La Banque mondiale a accordé un financement de 120 millions de dollars au Burkina Faso, destiné à améliorer et renforcer le système de protection sociale du pays. Cette enveloppe financière répond à des enjeux critiques : soutenir les populations les plus vulnérables, notamment les déplacés internes et les rapatriés, face aux défis sécuritaires et humanitaires de la région sahélienne.
Une mobilisation financière structurée
Le financement comprend deux sources principales.

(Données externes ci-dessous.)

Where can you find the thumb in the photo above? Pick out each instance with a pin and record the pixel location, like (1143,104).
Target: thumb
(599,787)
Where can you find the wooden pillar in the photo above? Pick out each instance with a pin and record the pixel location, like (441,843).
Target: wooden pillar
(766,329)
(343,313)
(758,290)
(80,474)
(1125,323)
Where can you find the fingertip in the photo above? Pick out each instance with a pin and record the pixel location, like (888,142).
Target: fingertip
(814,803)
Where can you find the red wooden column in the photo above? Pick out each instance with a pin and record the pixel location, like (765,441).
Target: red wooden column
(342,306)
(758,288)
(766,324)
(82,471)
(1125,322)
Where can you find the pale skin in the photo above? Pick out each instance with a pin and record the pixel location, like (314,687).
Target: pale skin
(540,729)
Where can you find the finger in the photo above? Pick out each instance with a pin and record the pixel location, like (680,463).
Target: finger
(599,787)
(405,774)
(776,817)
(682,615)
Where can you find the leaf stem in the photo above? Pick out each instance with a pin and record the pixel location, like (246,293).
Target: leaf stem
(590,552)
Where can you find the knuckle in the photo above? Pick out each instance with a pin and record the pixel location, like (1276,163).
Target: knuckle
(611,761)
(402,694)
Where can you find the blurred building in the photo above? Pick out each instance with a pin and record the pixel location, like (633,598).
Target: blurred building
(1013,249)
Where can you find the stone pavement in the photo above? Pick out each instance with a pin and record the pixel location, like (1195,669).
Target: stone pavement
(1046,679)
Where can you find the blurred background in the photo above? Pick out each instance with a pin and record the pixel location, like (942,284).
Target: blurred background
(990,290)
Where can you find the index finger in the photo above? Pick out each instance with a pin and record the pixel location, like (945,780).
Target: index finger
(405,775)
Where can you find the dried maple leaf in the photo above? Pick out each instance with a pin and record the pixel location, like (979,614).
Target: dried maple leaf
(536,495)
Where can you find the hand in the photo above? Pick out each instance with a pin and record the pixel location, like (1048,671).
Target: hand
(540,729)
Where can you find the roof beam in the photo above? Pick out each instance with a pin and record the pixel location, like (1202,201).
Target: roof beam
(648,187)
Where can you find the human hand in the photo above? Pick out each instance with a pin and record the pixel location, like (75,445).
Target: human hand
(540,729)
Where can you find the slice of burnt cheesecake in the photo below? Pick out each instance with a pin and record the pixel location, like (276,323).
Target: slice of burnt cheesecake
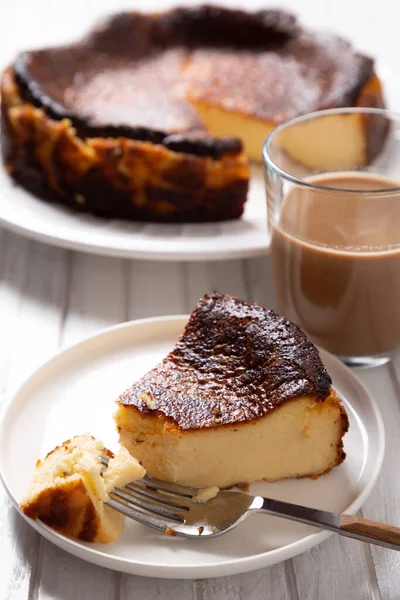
(151,116)
(243,396)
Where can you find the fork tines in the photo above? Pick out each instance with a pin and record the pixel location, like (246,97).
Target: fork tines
(152,502)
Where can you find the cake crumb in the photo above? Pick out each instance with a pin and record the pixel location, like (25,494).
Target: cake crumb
(205,495)
(243,486)
(148,399)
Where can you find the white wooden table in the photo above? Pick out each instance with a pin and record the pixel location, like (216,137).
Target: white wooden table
(50,298)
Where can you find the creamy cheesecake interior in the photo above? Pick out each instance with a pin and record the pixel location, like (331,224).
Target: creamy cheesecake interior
(70,486)
(298,439)
(243,396)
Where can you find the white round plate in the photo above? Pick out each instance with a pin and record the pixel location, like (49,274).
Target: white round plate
(74,392)
(53,224)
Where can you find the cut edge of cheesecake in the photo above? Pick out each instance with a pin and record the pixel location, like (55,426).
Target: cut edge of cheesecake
(302,437)
(366,137)
(70,486)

L’Association internationale de développement (IDA), le guichet concessionnaire de la Banque mondiale dédié aux pays à faible revenu, apporte 100 millions de dollars. Le Programme de protection sociale adaptative pour le Sahel (PSAS) contribue une subvention supplémentaire de 20 millions de dollars. Cette articulation entre crédit et subvention reflète la volonté de l’institution internationale de soutenir durablement les efforts régionaux sans alourdir la dette burkinabè.
Une intervention ciblée auprès de 120 000 personnes
Le programme se concentre sur une population de 120 000 bénéficiaires, composée essentiellement de déplacés internes et de rapatriés. Cette cible répond à une réalité du Sahel : l’instabilité sécuritaire a provoqué des déplacements massifs de population, créant une demande urgente d’aide humanitaire et de filets de sécurité sociale. En renforçant la protection sociale, la Banque mondiale vise à stabiliser ces populations, à améliorer leur accès aux services essentiels (santé, éducation) et à soutenir leur réintégration socioéconomique.
Un ancrage régional plus large
Cette intervention s’inscrit dans une dynamique continentale plus vaste. Le Programme de protection sociale adaptative pour le Sahel, dont provient une part du financement, illustre la mobilisation d’institutions multilatérales autour des crises humanitaires et structurelles du Sahel. De la Mauritanie au Niger, en passant par le Burkina Faso, le Mali et le Tchad, cette région connaît une convergence de défis : conflits armés, changement climatique, pauvreté structurelle. Des solutions de protection sociale adaptées aux contextes locaux deviennent donc essentielles.
Enjeux de mise en œuvre
Le succès de cette intervention dépendra de la capacité du gouvernement burkinabè à déployer efficacement ces ressources, à garantir une couverture équitable et à prévenir les détournements. La protection sociale dans un contexte d’instabilité requiert des mécanismes robustes de suivi et une coordination étroite avec les acteurs humanitaires présents sur le terrain. L’IDA et le PSAS demandent généralement une imputabilité stricte sur l’utilisation des fonds.
Un signal d’engagement international
Ce décaissement signale que la communauté internationale du développement ne cesse pas son engagement auprès des pays sahéliens, malgré les défis. Pour le Burkina Faso, confronté à des crises humanitaires récurrentes, l’accès à ces financements concessionnels est crucial pour maintenir des services de base et éviter l’effondrement des structures sociales.
L’ampleur de l’enveloppe — 120 millions de dollars — reflète aussi la reconnaissance de la dimension transfrontalière et régionale des défis du Sahel. Aucun pays ne peut y répondre seul ; la solidarité institutionnelle et la coordination régionale, notamment dans le cadre de la Communauté économique des États de l’Afrique de l’Ouest (CEDEAO), demeurent indispensables.
En combinant aide concessionnelle et approches adaptatives, ce financement vise à construire une protection sociale résiliente — capable de répondre aux crises immédiates tout en jetant les bases de systèmes durables à long terme.